Attribution Isn’t Everything

Out of Home (billboards) have always done and continue to do an excellent job at generating brand awareness and calls to action. Whether you’ve advertised on billboards for years or are new to the medium, billboards consistently educate and remind your target audience who you are, what you do and what you have to offer.
 
Year after year, billboards drive traffic to your website and customers to your door. And while any good marketer would want to try and identify what efforts attributed to their success, accurate attribution data is hard to acquire.
 
Any good business owner or organization would want to try and understand what campaigns and placements drove the most success for their business. This helps drive future decisions, budgets and planning. And while hard attribution can be a wonderful tool, it is not always the easiest to obtain.
 
Other mediums such as digital marketing are able to capture real-time clicks, views, add to carts, etc. Spreadsheets and spreadsheets of data. This can be helpful information but it does not tell the whole story of what DROVE the consumer to find you online. Was it a billboard they passed by? Or a mailer they received the other day? Getting data from part of the purchase funnel can help drive insight into what is working but you should be aware it is not the full story.
 
With billboards, advertisers do have the opportunity to place specific promotions or discounts on their ads, or use a dedicated phone number or website landing page. Your business can also ask customers how they learned about you in your contact forms or when speaking to a prospective new customer. These are all ways to attempt to garner some insight into the attribution of your billboard campaign. Many advertisers often hear customers say they “saw their billboard” or “recognize their face” from a placement.
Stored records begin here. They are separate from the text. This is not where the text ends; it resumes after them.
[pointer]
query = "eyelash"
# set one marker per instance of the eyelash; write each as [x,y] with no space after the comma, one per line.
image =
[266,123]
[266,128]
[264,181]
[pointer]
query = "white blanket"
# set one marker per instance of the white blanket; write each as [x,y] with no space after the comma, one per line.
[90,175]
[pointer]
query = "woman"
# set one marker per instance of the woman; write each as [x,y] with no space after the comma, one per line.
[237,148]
These are softer ways of gaining some idea to the awareness your billboard(s) is driving.
 
But at times, consumer’s memories are short; though it was a billboard that drove them to look you up online, but when asked how they heard about you, they may note “Google”, not the billboard that started it all. Attribution can be flawed.
 
What truly matters is if consumers are continuing to call, look you up, come in, submit an inquiry. Have your billboard efforts allowed you to continue filling your pipeline of work or whatever your desired call to action is? This all-around sense of success from your advertising efforts combined with the hard and soft attribution data you can gather, should give you the insights you need to continue making great marketing decisions and have successful billboard campaigns.
 
Moral of the story: do try to gain insights as to the success of your advertising campaigns by tracking attribution to the best of your ability, but do not measure the sole success of the campaign based on attribution alone. There is so much more at play then can be measured. Just because something can’t completely be tracked doesn’t mean it isn’t doing its job, morning, noon and night.